Puis, pour finir je me suis engagée pendant le confinement de mars au sein d’un projet d’élaboration de solutions politiques concrètes pour le monde d’après. C’est là que j’ai vraiment trouvé ma voie, ce qui me faisait vibrer : s’emparer des outils politiques à notre disposition pour changer la donne au niveau de la loi. Mais je ne l’ai pas écoutée tout de suite (ma voie/voix), j’ai voulu découvrir un autre univers et j’ai accepté une offre d’emploi pour faire du conseil pour le secteur public. J’ai tellement détesté que j’ai démissionné après 3 semaines, pour rejoindre une députée engagée sur mes sujets de prédilection : l’alimentation et l’agriculture durable.

Est-ce que tu as eu d’autres expériences à côté de tes études ?

J’ai réalisé plusieurs stages : un premier au sein du Conseil Départemental de Loire-Atlantique pour appuyer le développement des circuits courts en restauration collective ; un deuxième au sein du Conseil National de l’Alimentation pour aider à l’intégration de la voix citoyenne dans les débats ; un troisième au sein du cabinet de conseil en transition Auxilia pour aider les territoires à développer des politiques agricoles et alimentaires durables.

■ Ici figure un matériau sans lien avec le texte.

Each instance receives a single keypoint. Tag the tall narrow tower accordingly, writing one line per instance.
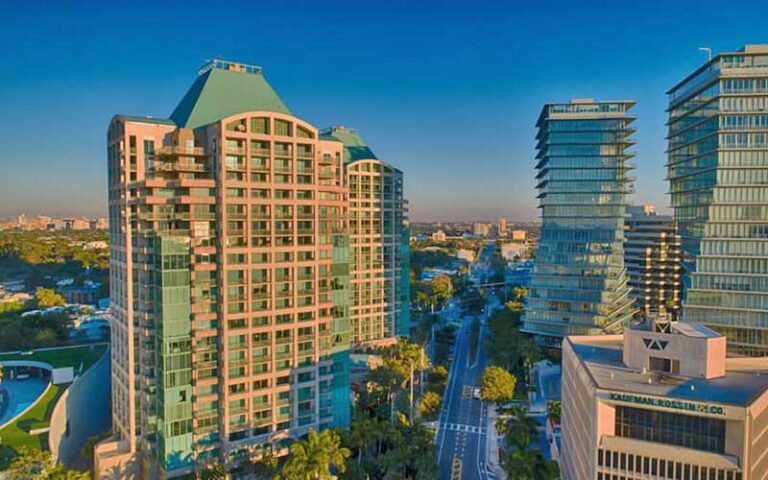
(229, 278)
(579, 283)
(379, 244)
(718, 180)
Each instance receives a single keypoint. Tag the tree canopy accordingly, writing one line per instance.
(497, 385)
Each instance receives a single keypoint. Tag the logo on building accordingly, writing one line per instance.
(655, 344)
(665, 403)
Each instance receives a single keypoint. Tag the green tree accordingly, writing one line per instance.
(430, 405)
(313, 458)
(10, 307)
(46, 297)
(441, 289)
(60, 473)
(30, 464)
(212, 470)
(521, 429)
(497, 385)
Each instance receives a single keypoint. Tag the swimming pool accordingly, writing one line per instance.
(20, 395)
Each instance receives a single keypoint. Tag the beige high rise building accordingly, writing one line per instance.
(229, 279)
(502, 226)
(662, 401)
(379, 248)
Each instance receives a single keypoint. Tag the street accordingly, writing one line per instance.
(461, 436)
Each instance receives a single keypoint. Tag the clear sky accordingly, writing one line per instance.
(447, 91)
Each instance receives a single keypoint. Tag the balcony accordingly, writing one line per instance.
(180, 150)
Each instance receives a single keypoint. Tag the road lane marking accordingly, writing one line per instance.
(456, 467)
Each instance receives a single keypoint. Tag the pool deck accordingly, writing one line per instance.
(21, 394)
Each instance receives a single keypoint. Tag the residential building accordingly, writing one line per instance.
(229, 279)
(718, 175)
(662, 401)
(466, 254)
(379, 276)
(77, 224)
(652, 256)
(513, 250)
(438, 236)
(579, 283)
(481, 229)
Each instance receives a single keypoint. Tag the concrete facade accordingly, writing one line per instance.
(662, 402)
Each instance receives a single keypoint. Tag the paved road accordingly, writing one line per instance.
(461, 436)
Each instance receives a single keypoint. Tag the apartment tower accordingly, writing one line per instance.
(718, 174)
(379, 277)
(229, 279)
(579, 282)
(652, 256)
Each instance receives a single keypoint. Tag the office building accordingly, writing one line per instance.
(662, 401)
(652, 256)
(229, 279)
(379, 276)
(502, 227)
(718, 175)
(579, 283)
(480, 229)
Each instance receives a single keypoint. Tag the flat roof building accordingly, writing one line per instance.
(718, 171)
(652, 257)
(579, 283)
(662, 401)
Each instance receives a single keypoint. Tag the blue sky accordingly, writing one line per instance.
(447, 91)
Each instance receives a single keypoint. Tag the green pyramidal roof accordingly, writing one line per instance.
(225, 88)
(355, 147)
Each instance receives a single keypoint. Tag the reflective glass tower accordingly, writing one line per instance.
(718, 173)
(579, 283)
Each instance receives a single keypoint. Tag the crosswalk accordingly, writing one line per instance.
(461, 427)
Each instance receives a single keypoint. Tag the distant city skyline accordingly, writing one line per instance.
(450, 93)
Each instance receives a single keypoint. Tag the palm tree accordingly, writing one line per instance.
(362, 431)
(524, 463)
(263, 462)
(314, 457)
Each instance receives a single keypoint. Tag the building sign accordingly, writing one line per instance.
(673, 404)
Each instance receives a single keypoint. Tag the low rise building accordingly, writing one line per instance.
(662, 401)
(481, 229)
(438, 236)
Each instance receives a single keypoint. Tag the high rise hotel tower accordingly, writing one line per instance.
(579, 282)
(379, 277)
(718, 172)
(230, 278)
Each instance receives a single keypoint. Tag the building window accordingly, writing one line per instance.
(688, 431)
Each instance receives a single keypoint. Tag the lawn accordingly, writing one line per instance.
(16, 435)
(63, 357)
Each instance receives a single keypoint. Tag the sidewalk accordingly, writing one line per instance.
(492, 445)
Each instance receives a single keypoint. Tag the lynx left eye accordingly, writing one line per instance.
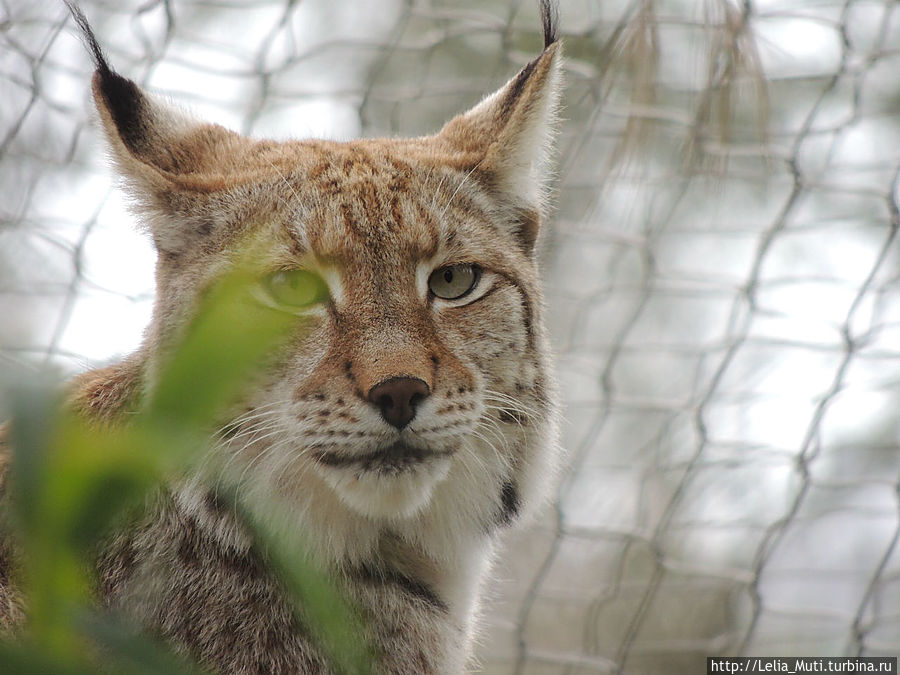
(295, 288)
(454, 281)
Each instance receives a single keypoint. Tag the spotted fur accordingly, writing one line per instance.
(405, 519)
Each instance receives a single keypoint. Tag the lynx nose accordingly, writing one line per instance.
(397, 398)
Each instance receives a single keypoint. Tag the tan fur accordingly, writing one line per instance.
(408, 542)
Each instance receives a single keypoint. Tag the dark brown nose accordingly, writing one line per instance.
(397, 398)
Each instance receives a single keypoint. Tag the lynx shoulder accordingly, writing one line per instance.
(411, 420)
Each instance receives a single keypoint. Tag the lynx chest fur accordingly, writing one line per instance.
(412, 416)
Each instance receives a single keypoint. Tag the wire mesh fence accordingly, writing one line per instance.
(722, 270)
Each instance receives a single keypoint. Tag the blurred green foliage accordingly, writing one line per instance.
(72, 482)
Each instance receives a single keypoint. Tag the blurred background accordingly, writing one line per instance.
(722, 273)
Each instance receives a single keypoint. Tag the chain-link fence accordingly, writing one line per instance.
(722, 276)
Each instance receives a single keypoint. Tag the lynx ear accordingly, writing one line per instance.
(505, 141)
(170, 160)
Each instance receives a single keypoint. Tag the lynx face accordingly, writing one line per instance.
(417, 360)
(416, 388)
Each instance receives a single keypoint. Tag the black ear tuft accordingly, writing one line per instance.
(88, 36)
(550, 21)
(123, 98)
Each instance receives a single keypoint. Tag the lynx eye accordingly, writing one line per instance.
(295, 288)
(454, 281)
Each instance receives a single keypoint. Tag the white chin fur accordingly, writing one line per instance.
(387, 496)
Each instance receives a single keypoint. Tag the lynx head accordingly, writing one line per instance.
(416, 385)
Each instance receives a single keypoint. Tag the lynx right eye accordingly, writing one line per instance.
(454, 281)
(295, 289)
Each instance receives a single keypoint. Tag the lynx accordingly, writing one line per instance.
(413, 419)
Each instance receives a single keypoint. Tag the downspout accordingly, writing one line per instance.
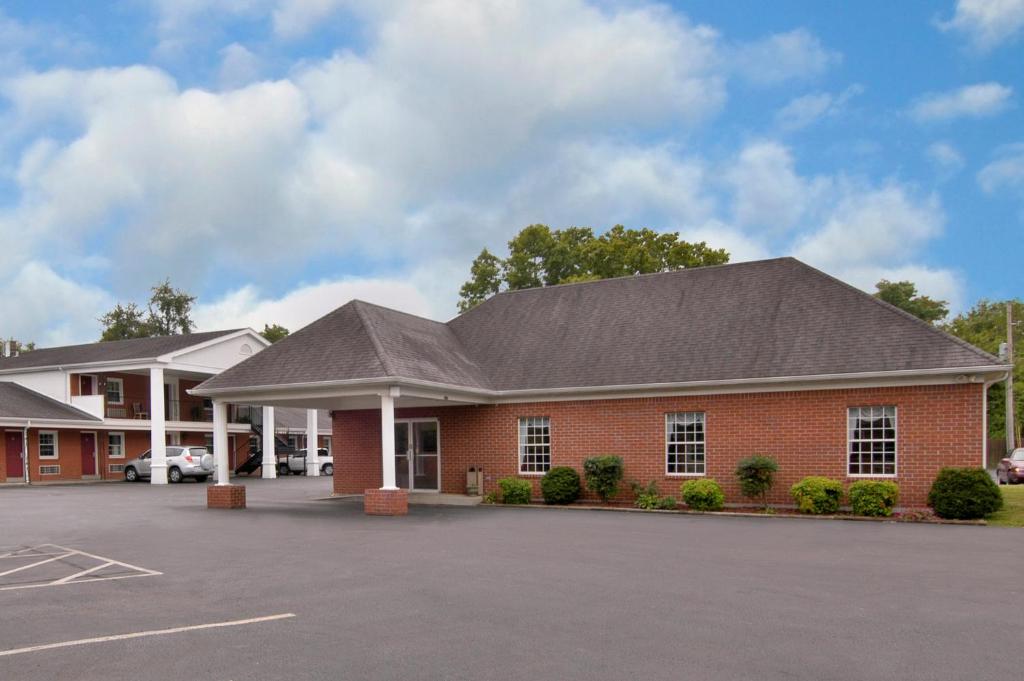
(25, 451)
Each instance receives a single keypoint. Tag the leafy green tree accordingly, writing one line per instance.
(904, 295)
(485, 281)
(168, 313)
(170, 310)
(124, 322)
(984, 326)
(542, 256)
(274, 332)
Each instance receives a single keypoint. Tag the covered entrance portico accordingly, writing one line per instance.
(411, 452)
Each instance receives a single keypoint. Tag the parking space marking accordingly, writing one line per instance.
(153, 632)
(54, 557)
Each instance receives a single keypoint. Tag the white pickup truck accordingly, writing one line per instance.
(295, 463)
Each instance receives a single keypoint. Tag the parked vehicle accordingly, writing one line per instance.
(182, 462)
(295, 463)
(1011, 469)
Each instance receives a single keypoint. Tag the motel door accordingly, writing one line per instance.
(88, 455)
(12, 444)
(417, 456)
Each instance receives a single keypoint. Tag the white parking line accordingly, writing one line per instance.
(154, 632)
(45, 551)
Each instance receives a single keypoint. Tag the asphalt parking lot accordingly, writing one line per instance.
(299, 589)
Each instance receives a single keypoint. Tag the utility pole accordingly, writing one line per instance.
(1011, 415)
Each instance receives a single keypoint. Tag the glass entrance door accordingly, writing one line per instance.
(417, 456)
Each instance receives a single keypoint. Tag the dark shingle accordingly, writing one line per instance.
(126, 350)
(769, 318)
(16, 401)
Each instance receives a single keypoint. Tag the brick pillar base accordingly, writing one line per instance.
(225, 496)
(385, 502)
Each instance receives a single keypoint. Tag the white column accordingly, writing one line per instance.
(220, 442)
(387, 440)
(158, 433)
(312, 443)
(269, 445)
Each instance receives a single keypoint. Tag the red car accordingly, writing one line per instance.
(1011, 469)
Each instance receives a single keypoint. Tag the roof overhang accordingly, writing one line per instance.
(361, 393)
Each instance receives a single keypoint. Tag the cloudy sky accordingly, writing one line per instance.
(280, 157)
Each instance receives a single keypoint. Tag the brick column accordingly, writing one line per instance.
(385, 502)
(225, 496)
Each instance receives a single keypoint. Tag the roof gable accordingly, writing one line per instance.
(136, 349)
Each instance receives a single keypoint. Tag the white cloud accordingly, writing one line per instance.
(797, 54)
(987, 23)
(803, 111)
(880, 226)
(947, 160)
(239, 67)
(769, 194)
(249, 307)
(978, 100)
(39, 305)
(1006, 172)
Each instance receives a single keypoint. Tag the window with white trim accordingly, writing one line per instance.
(115, 391)
(47, 444)
(871, 440)
(535, 443)
(684, 443)
(116, 445)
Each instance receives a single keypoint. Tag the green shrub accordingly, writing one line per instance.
(876, 498)
(757, 475)
(702, 495)
(965, 494)
(603, 475)
(515, 491)
(560, 485)
(817, 495)
(647, 498)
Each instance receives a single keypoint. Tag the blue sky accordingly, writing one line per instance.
(281, 157)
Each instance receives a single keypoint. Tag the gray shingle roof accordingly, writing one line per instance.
(769, 318)
(16, 401)
(126, 350)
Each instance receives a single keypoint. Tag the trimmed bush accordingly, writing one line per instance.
(965, 494)
(515, 491)
(875, 498)
(757, 475)
(647, 498)
(704, 495)
(560, 485)
(603, 475)
(816, 495)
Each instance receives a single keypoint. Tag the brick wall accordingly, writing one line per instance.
(805, 431)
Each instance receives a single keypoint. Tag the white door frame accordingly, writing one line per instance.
(412, 441)
(95, 451)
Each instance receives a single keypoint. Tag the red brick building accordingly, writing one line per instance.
(682, 374)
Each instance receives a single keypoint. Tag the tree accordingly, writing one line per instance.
(485, 281)
(124, 322)
(904, 295)
(170, 310)
(273, 332)
(541, 256)
(984, 326)
(168, 313)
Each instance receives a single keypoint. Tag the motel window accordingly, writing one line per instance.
(116, 445)
(871, 438)
(47, 444)
(684, 443)
(115, 391)
(535, 443)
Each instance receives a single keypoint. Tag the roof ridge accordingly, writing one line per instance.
(372, 333)
(608, 280)
(903, 312)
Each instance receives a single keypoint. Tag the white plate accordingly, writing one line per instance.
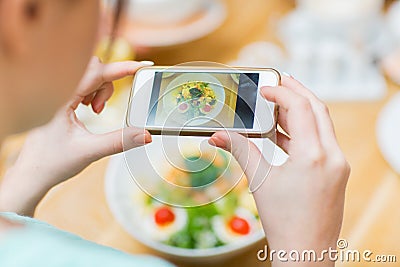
(214, 83)
(120, 191)
(212, 17)
(388, 132)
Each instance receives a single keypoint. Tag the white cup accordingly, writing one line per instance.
(341, 10)
(161, 12)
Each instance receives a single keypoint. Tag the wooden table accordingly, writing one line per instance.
(372, 214)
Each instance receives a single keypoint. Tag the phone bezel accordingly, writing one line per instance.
(206, 131)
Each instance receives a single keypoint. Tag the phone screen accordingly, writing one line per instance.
(194, 99)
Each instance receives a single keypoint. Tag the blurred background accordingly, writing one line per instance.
(347, 52)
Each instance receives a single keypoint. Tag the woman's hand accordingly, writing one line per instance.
(64, 147)
(301, 202)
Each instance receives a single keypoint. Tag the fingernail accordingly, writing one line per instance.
(147, 63)
(142, 138)
(100, 108)
(217, 142)
(287, 74)
(147, 138)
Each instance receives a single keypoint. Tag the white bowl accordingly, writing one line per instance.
(169, 99)
(161, 12)
(119, 187)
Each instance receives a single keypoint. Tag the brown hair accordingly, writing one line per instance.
(118, 12)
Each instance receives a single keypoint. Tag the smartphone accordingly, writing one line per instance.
(198, 101)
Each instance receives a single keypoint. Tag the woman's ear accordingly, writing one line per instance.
(16, 18)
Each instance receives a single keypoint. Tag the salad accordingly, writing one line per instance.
(227, 220)
(195, 99)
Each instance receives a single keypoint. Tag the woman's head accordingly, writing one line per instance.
(45, 46)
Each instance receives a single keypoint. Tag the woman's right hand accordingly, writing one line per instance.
(301, 202)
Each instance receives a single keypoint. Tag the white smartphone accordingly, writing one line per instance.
(197, 101)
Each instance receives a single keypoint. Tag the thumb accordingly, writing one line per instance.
(246, 153)
(115, 142)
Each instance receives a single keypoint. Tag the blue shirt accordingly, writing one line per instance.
(40, 244)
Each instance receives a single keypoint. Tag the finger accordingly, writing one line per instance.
(324, 122)
(87, 99)
(298, 115)
(118, 70)
(283, 141)
(246, 153)
(115, 142)
(102, 96)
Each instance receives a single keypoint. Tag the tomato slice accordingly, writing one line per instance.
(164, 216)
(239, 225)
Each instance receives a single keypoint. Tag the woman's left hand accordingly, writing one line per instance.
(64, 147)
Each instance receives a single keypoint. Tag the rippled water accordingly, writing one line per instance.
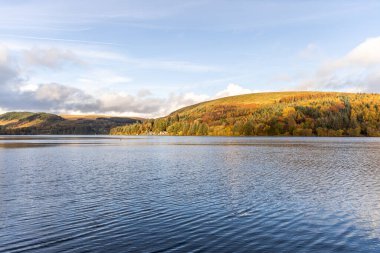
(189, 194)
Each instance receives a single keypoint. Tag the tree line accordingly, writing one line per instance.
(325, 114)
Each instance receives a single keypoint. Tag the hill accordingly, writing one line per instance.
(271, 114)
(46, 123)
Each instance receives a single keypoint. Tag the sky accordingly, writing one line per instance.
(147, 58)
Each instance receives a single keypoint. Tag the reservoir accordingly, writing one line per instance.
(189, 194)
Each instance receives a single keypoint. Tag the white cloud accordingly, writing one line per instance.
(50, 57)
(356, 71)
(311, 52)
(233, 90)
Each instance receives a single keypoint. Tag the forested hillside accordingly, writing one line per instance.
(46, 123)
(271, 114)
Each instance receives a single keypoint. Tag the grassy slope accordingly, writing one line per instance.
(268, 113)
(46, 123)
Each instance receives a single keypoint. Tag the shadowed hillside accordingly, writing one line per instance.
(45, 123)
(271, 114)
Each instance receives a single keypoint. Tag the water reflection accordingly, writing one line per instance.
(189, 194)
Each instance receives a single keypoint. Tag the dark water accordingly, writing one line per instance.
(174, 194)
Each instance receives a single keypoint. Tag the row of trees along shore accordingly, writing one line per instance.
(319, 114)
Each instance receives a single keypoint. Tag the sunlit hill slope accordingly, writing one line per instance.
(271, 114)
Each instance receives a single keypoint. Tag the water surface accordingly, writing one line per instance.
(189, 194)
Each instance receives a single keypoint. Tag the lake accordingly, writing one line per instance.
(189, 194)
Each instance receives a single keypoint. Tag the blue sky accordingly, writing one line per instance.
(147, 58)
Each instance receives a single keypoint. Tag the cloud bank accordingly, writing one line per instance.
(357, 71)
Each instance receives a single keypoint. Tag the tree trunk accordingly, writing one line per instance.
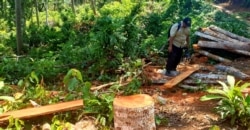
(232, 35)
(37, 13)
(134, 112)
(231, 45)
(73, 6)
(215, 57)
(195, 82)
(208, 76)
(18, 10)
(46, 8)
(233, 71)
(93, 6)
(219, 35)
(216, 45)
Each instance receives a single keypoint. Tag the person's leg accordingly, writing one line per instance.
(178, 56)
(171, 60)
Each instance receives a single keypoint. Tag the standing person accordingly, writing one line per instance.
(178, 39)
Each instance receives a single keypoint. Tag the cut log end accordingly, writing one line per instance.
(134, 112)
(134, 101)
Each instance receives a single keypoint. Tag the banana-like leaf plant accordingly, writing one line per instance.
(233, 104)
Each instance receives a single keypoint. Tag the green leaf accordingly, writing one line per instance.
(77, 74)
(231, 81)
(245, 85)
(225, 87)
(7, 98)
(215, 127)
(217, 91)
(72, 84)
(247, 100)
(211, 97)
(86, 90)
(34, 76)
(20, 83)
(1, 84)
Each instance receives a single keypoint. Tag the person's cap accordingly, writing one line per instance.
(187, 21)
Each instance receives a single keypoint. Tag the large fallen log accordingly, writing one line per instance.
(171, 83)
(233, 71)
(43, 110)
(217, 45)
(212, 44)
(200, 81)
(215, 57)
(227, 44)
(203, 35)
(232, 35)
(134, 112)
(208, 76)
(218, 35)
(194, 88)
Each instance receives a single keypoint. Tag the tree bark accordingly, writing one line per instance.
(215, 57)
(73, 6)
(238, 45)
(208, 76)
(199, 81)
(233, 71)
(134, 112)
(18, 10)
(219, 35)
(232, 35)
(209, 44)
(37, 13)
(46, 8)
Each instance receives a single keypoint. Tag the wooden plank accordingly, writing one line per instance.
(237, 45)
(232, 35)
(43, 110)
(171, 83)
(233, 71)
(215, 57)
(209, 44)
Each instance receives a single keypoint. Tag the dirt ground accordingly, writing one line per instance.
(183, 108)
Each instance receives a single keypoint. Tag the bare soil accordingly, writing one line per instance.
(183, 108)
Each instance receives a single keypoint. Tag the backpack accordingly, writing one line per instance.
(178, 28)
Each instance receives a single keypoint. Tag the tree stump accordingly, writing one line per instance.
(134, 112)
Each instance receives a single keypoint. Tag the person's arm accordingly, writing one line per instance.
(188, 43)
(170, 42)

Je me suis aussi impliquée au sein de l’association Let’s Food Cities, ayant pour objectif de développer une solidarité internationale entre villes impliquées dans des politiques de transition agricole et alimentaire. Et je suis en ce moment aussi engagée au sein de Parti Civil, le think tank de la transition écologique et de la justice sociale !

Qu’est-ce qui t’a donné envie de faire un travail engagé pour la transition ? Quel a été le déclic dans ton parcours ?

Le déclic, ça a été « Projet Déclic », où en quelques mois on s’est organisé entre étudiants pour construire des propositions concrètes : on en a produit 43, mais surtout on a réussi à interpeller des députés réellement intéressés par notre travail. J’ai compris que c’était ce que mon parcours m’avait permis de réaliser le plus efficacement : penser et militer pour des politiques publiques de la transition, au sein des sphères politiques en manque de renouveau.

Comment as-tu trouvé ton job ?

Via une candidature spontanée : j’ai eu l’idée de postuler suite à mes activités associatives m’ayant convaincue du pouvoir qui résidait dans l’action politique, et législative en particulier. J’ai ciblé les députés dont l’engagement pourrait correspondre au mien. Et j’ai surtout eu la chance de recevoir une réponse d’une députée si engagée et aux idées si conformes aux miennes. De son côté, elle espérait trouver une collaboratrice engagée, force de proposition, et passionnée : ça a donc été un heureux hasard des deux côtés ! Mes engagements associatifs m’ont donc ouvert les portes de ce travail politique, et ont aussi démystifié un monde qui me paraissait jusqu’à présent opaque.

On veut comprendre ce que tu fais ! Peux-tu nous décrire ta journée type de pépite ?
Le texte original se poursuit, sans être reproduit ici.